Fairtrade Ireland
- Company type: Non-profit organisation
- Founded: 1992; 34 years ago
- Headquarters: Dublin, Ireland
- Key people: Peter Gaynor, Executive Director
- Website: www.fairtrade.ie/

= Fairtrade Ireland =

Fairtrade Ireland is the Irish member of FLO International, which unites 23 Fairtrade producer and labelling initiatives across Europe, Asia, Latin America, North America, Africa, Australia and New Zealand.

The organisation, which is registered as a charity, awards a consumer label, the Fairtrade Certification Mark, to products which meet internationally recognised standards of Fairtrade. It is supported by Amnesty International, ActionAid Ireland, Christian Aid, Comhlámh, Concern, Oxfam, Trócaire and the Irish Congress of Trade Unions and is active throughout Ireland through a network of volunteers.

The first Irish product bearing the Fairtrade Mark, Bewley's Direct coffee, was launched in November 1996. Today, dozens of Irish products bear the Fairtrade Mark, and Fairtrade products are sold by most major Irish supermarkets, such as Tesco, Dunnes Stores, Londis, Marks & Spencer, Superquinn, Supervalu, Centra, and Spar.

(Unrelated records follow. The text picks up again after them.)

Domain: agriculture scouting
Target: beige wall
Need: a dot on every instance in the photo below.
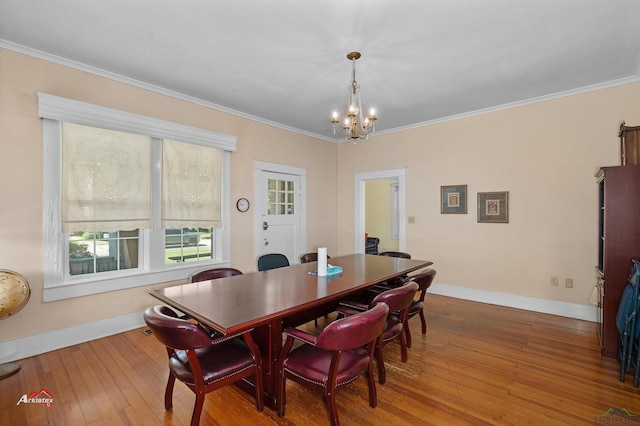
(21, 219)
(544, 154)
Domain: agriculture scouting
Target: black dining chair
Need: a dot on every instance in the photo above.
(310, 257)
(272, 261)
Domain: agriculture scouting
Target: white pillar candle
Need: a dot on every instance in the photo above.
(322, 261)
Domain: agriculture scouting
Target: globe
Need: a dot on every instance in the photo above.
(14, 295)
(14, 292)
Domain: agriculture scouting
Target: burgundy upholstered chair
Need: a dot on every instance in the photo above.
(212, 274)
(202, 363)
(424, 280)
(341, 353)
(395, 254)
(398, 299)
(272, 261)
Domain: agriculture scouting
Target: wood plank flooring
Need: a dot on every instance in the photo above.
(478, 365)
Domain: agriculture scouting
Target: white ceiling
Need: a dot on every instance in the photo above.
(284, 61)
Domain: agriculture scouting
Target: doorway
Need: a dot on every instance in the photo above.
(397, 177)
(280, 213)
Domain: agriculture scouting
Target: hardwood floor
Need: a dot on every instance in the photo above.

Fairtrade Ireland's most active campaign is the Fairtrade Town programme. As of 2017, there were 49 registered Fairtrade Towns in Ireland. Fairtrade Ireland also runs the Fairtrade Schools, Fairtrade College, Fairtrade Ambassador, and Fairtrade@Work programs throughout Ireland

Sales of Fairtrade products in Ireland jumped by 101 per cent in 2007 to more than €23.3 million, up from €11.6 million in 2006.

A survey conducted in 2011 found that 88% of Irish adults trust the Fairtrade Certification Mark.